Sunday morning. I went for a stroll into Corfu town, took some photographs and then decided to sit down to drink a Greek coffee.
The first coffee shop I found was one I had never frequented before. The waiters were friendly and there was a sign outside advertising "Full English Breakfast" and "Crumbled Eggs". No prices were listed on the sign; being wary of tourist establishments, I enquired about the prices of the two main breakfast options before choosing a table outside, beneath the apartment where the Greek author Irini Dendrinou used to live (opposite the old church of Aghios Andonis, near Spilia). I happen to be an admirer of her short stories, and I have read a number in Greek. I have to admit that I felt a little out of place, as a church service was still in progress at Saint Andonis, and the congregation would soon be coming out. I was thinking about the potential cultural clash of tourists scoffing English breakfasts as pious elderly Greek church-goers emerged into the daylight after saying their prayers.

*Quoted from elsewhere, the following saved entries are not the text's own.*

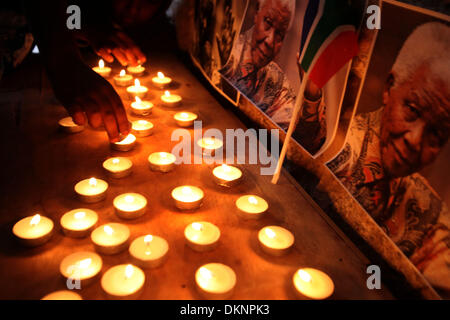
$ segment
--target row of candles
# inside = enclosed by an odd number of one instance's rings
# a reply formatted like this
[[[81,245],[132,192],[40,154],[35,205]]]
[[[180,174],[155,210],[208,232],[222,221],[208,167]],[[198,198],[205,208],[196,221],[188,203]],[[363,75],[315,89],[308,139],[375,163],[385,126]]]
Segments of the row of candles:
[[[105,67],[101,60],[98,67],[93,68],[100,75],[107,77],[111,68]],[[145,68],[142,66],[128,67],[135,76],[141,76]],[[114,77],[114,82],[119,86],[127,86],[132,83],[132,76],[124,70]],[[161,72],[152,79],[155,87],[166,89],[172,79]],[[129,86],[127,92],[132,94],[136,101],[131,104],[131,110],[135,115],[148,115],[153,104],[142,101],[148,88],[141,86],[139,80],[135,80],[134,86]],[[161,97],[164,105],[179,106],[181,97],[171,95],[168,91]],[[168,104],[167,104],[168,103]],[[183,127],[192,125],[197,116],[189,112],[178,113],[175,117],[177,124]],[[176,116],[177,116],[176,115]],[[188,119],[189,120],[188,120]],[[73,123],[72,119],[64,118],[59,122],[60,126],[68,132],[79,132],[80,126]],[[137,136],[151,134],[153,124],[146,120],[133,122],[133,132]],[[124,140],[111,144],[114,150],[129,151],[133,148],[136,137],[130,134]],[[222,141],[215,138],[204,138],[197,142],[204,151],[213,152],[221,148]],[[167,152],[155,152],[148,157],[149,167],[153,171],[170,172],[175,168],[176,157]],[[103,162],[103,168],[111,178],[124,178],[132,171],[133,163],[125,157],[109,158]],[[242,171],[239,168],[226,164],[213,169],[212,175],[217,184],[232,187],[239,183]],[[78,198],[85,203],[99,202],[105,199],[108,183],[101,179],[90,178],[78,182],[75,185]],[[172,190],[172,199],[179,210],[195,210],[202,205],[204,191],[196,186],[179,186]],[[259,219],[269,208],[268,203],[256,195],[244,195],[236,200],[237,214],[244,219]],[[115,213],[122,219],[136,219],[146,212],[147,199],[137,193],[124,193],[113,200]],[[143,289],[145,274],[141,268],[156,268],[161,266],[169,251],[168,242],[155,235],[138,237],[129,245],[130,231],[126,225],[120,223],[108,223],[96,227],[98,215],[90,209],[75,209],[65,213],[60,219],[63,233],[70,237],[86,237],[90,235],[91,241],[98,253],[111,255],[122,252],[128,248],[132,264],[118,265],[106,271],[101,279],[101,286],[105,293],[112,298],[136,298]],[[53,221],[39,214],[24,218],[13,227],[13,234],[27,246],[42,245],[47,242],[53,232]],[[193,222],[184,230],[186,244],[198,252],[213,250],[220,239],[220,229],[206,221]],[[294,244],[294,235],[280,226],[266,226],[258,232],[260,247],[264,252],[273,256],[286,254]],[[60,272],[66,278],[74,278],[81,283],[91,282],[102,269],[102,259],[94,252],[77,252],[69,255],[60,264]],[[201,266],[195,273],[197,289],[206,298],[226,299],[236,285],[236,274],[232,268],[221,263],[209,263]],[[302,268],[295,272],[293,285],[296,292],[303,298],[325,299],[334,291],[331,278],[320,270]],[[74,292],[55,292],[44,299],[77,299]]]

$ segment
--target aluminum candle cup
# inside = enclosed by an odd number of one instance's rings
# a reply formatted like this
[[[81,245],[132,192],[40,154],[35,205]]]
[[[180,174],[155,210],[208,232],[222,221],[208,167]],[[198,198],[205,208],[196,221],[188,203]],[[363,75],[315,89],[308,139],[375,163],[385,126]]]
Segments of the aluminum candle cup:
[[[333,280],[326,273],[313,268],[298,269],[292,282],[301,299],[323,300],[334,292]]]
[[[95,250],[102,254],[116,254],[125,250],[128,246],[130,230],[120,223],[108,223],[102,225],[91,233],[91,240]]]
[[[98,221],[95,211],[85,208],[66,212],[60,220],[61,229],[68,237],[83,238],[88,236]]]
[[[85,179],[75,185],[78,198],[85,203],[99,202],[105,199],[108,183],[101,179]]]
[[[153,85],[158,89],[165,89],[167,88],[170,83],[172,82],[172,79],[169,77],[166,77],[164,73],[158,72],[158,75],[156,77],[153,77],[152,83]]]
[[[175,168],[176,157],[168,152],[155,152],[148,157],[152,171],[169,172]]]
[[[148,116],[152,113],[153,103],[150,101],[142,101],[139,97],[134,98],[131,103],[131,111],[136,116]]]
[[[103,168],[108,172],[111,178],[120,179],[131,174],[133,163],[130,159],[124,157],[115,157],[106,159],[103,162]]]
[[[195,113],[183,111],[176,113],[173,118],[175,119],[178,126],[186,128],[192,127],[194,125],[194,121],[197,120],[198,116]]]
[[[194,186],[180,186],[172,190],[175,206],[180,210],[198,209],[203,197],[203,190]]]
[[[53,234],[53,221],[35,214],[18,221],[13,226],[12,232],[23,245],[40,246],[50,240]]]
[[[59,127],[62,131],[67,133],[77,133],[84,130],[84,126],[79,126],[73,122],[72,117],[62,118],[58,121]]]
[[[142,293],[145,274],[132,264],[121,264],[103,274],[101,286],[110,299],[137,299]]]
[[[148,234],[135,239],[128,251],[137,266],[157,268],[165,262],[169,244],[161,237]]]
[[[59,290],[49,293],[41,300],[83,300],[81,296],[73,290]]]
[[[222,164],[214,168],[213,175],[218,185],[233,187],[241,181],[242,171],[236,167]]]
[[[114,198],[114,209],[122,219],[136,219],[147,209],[147,199],[139,193],[123,193]]]
[[[104,78],[109,77],[109,75],[111,74],[111,68],[105,67],[105,61],[103,61],[103,59],[100,59],[98,61],[98,67],[93,67],[92,70],[94,70]]]
[[[255,195],[245,195],[236,200],[238,215],[244,219],[259,219],[269,208],[266,200]]]
[[[114,83],[119,87],[128,87],[133,84],[133,76],[126,74],[125,70],[121,70],[120,73],[114,76]]]
[[[223,141],[217,138],[203,138],[197,141],[204,155],[214,156],[216,151],[223,147]]]
[[[209,222],[193,222],[184,229],[186,244],[195,251],[213,250],[220,238],[220,229]]]
[[[294,235],[285,228],[268,226],[259,230],[258,240],[264,252],[272,256],[281,256],[294,244]]]
[[[161,103],[166,107],[179,107],[181,105],[182,98],[177,94],[171,94],[169,91],[165,91],[161,96]]]
[[[148,88],[146,86],[141,86],[139,79],[134,79],[134,86],[129,86],[127,92],[130,99],[134,99],[135,97],[144,99],[147,96]]]
[[[143,67],[141,65],[138,65],[136,67],[129,66],[127,68],[127,71],[128,71],[129,74],[131,74],[131,75],[133,75],[135,77],[140,77],[140,76],[142,76],[144,74],[145,67]]]
[[[61,261],[59,271],[72,281],[80,281],[82,287],[91,284],[102,270],[102,258],[94,252],[76,252]]]
[[[123,139],[119,142],[110,143],[111,148],[113,150],[123,151],[123,152],[130,151],[131,149],[134,148],[135,144],[136,144],[136,137],[132,133],[127,135],[125,137],[125,139]]]
[[[153,123],[147,120],[136,120],[131,123],[131,130],[137,137],[147,137],[153,133]]]
[[[221,263],[208,263],[195,273],[197,290],[206,299],[225,300],[233,294],[236,274]]]

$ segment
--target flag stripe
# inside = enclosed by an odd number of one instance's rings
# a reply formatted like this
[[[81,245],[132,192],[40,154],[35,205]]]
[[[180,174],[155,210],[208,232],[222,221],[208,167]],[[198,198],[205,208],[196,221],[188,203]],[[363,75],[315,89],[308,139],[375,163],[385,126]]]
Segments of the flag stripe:
[[[320,19],[322,18],[325,1],[326,0],[310,0],[308,3],[308,8],[310,6],[314,6],[317,3],[317,11],[316,11],[316,16],[314,17],[314,20],[313,20],[314,22],[312,23],[311,26],[307,27],[308,34],[307,34],[307,36],[305,35],[306,40],[305,40],[304,45],[301,47],[302,52],[301,52],[300,59],[299,59],[300,61],[303,61],[303,57],[307,51],[307,48],[309,47],[309,43],[311,42],[311,38],[314,34],[314,29],[317,27],[317,24],[319,23]],[[308,8],[306,9],[307,11],[308,11]],[[306,18],[306,16],[305,16],[305,18]],[[303,37],[303,35],[302,35],[302,37]]]
[[[317,24],[321,15],[317,15],[319,11],[320,0],[310,0],[308,3],[308,7],[306,8],[305,16],[303,18],[303,29],[302,29],[302,41],[300,44],[300,52],[303,52],[305,48],[306,40],[308,39],[308,35],[310,35],[310,31],[314,25]],[[323,8],[323,6],[322,6]]]

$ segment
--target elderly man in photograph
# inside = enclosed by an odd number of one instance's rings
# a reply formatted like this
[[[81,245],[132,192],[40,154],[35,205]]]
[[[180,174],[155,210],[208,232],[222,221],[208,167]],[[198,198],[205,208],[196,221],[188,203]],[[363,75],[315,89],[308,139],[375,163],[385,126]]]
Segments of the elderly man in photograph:
[[[383,105],[353,119],[328,167],[436,287],[450,291],[450,215],[418,172],[450,132],[450,27],[430,22],[404,42]],[[312,92],[320,98],[320,92]]]

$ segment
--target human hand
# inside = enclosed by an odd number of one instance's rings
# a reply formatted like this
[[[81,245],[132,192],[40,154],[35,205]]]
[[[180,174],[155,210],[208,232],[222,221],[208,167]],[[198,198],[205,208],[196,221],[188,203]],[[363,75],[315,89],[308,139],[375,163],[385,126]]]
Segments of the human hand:
[[[300,80],[305,81],[306,80],[306,87],[305,87],[305,97],[308,100],[316,101],[320,99],[322,96],[322,89],[320,89],[318,86],[314,84],[309,79],[304,79],[305,77],[305,71],[303,70],[302,66],[300,65],[300,54],[297,52],[297,67],[298,67],[298,73],[300,75]]]

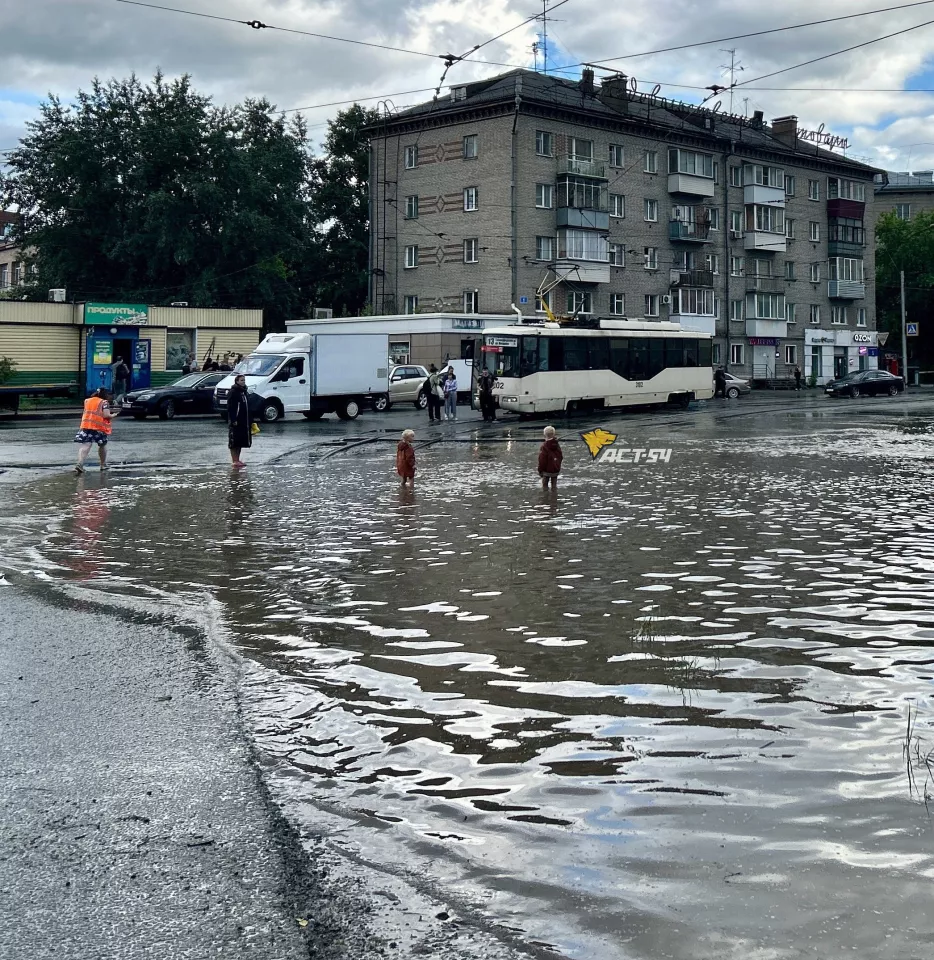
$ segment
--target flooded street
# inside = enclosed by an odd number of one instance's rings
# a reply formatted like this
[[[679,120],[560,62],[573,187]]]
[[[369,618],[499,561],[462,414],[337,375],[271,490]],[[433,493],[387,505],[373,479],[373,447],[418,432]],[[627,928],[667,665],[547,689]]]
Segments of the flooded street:
[[[575,960],[928,957],[934,405],[558,424],[556,493],[541,427],[422,424],[414,492],[390,436],[7,487],[2,567],[228,645],[287,814],[455,915]]]

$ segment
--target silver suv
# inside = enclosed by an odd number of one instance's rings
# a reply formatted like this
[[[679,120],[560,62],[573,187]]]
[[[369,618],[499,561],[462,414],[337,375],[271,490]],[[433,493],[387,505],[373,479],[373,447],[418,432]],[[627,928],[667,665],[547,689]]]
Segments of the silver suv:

One of the waiters, to whom I spoke in Greek, told me that the "Full English" was 8 Euros and "Crumbled Eggs" (scrambled eggs - a deliberate mistake to attract the tourists) was 4 Euros. Together with my Greek coffee I was expecting a bill for 6 Euros.
I enjoyed a chat with a nearby shopkeeper who told me more about the Dendrinou apartment.
When I went inside to pay the bill, the owner of the coffee shop asked for eleven euros and fifty cents, which I queried (2 euros the coffee, eight euros the "crumbled egg", and one euro fifty cents for some bread which I hadn't ordered). Total eleven euros fifty cents, instead of the expected six euros.
It rather spoilt the morning's walk, and the pleasure of discovering the Irini Dendrinou plaque and apartment, which I had never noticed before.
Food for thought, about linguistic misunderstandings and minor cultural clashes, even after fifty years. I think Irini Dendrinou, had she been alive and able to observe the interactions, would have been able to create a telling scene in one of her outstanding short stories, such as those collected and edited by Prof. Theodosios Pylarinos (Θεοδόσης Πυλαρινός) for a limited, non-commercial edition, which should be made more widely available, and translated into other languages. I particularly enjoyed The Ball Gown (To Forema tou Chorou).